Texas regulators will likely hold a meeting on 14 April to discuss curtailing the state's crude production in an effort to help balance the market in the wake of the crash in crude prices and a drop in demand because of the coronavirus pandemic.

Regulators are "working toward" a 14 April "open meeting" which would include producers who are in favor and against the move, economists, statisticians, regulators and other exports to discuss how it might be done, said Texas Railroad Commission member Ryan Sitton in an online presentation today.

If the commission and industry come up with "a recipe that looks good," it could happen fairly quickly, he said. Regulators could vote on implementing a production cut as soon as 21 April.

Such a move would be the first time Texas has limited production in decades.

Sitton presented new models which showed that the world is oversupplied by 18mn b/d of crude and will run out of storage in 72 days unless things change.

He also said that Texas has been having informal discussions with other states that are also considering limits in production. Sitton also floated the idea that pro-rationing could be tied to disaster declarations and would end once a crisis is over.

Texas Railroad Commission chairman Wayne Christian said in an op-ed last week that any action taken by Texas "must be done in lockstep with other oil producing states and nations, ensuring that they cut production at similar times and in similar amounts."

Pioneer Natural Resources and Parsley Energy filed a motion earlier this week asking the commission for a hearing on possible production limits.

The companies said that oil marketers, such as Plains Marketing, and other purchasers have started requesting that suppliers take steps to reduce oil production in response to the coronavirus pandemic.

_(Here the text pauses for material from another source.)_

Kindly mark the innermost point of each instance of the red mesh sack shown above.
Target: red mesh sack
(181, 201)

Because of this, the ability of producers to sell oil for the month of May is becoming increasingly difficult. This massive oil glut will quickly overrun available storage capacity and drive down oil prices to shut-in levels, threatening investment, especially in Texas, they said.

Texas in 1928 began to use pro-rationing to restrict state oil output to stabilize markets and prices. But the commission dropped the approach decades ago and allowed the state's producers to decide when to drill, an approach that has enabled Texas production to increase to more than 5.3mn b/d at the end of last year.

Overall US crude inventories are starting to swell. US crude stocks rose by 13.8mn bl to 469.2mn bl last week, the Energy Information Administration (EIA) said today. It marked the tenth consecutive week of builds and was the largest weekly increase since October 2016.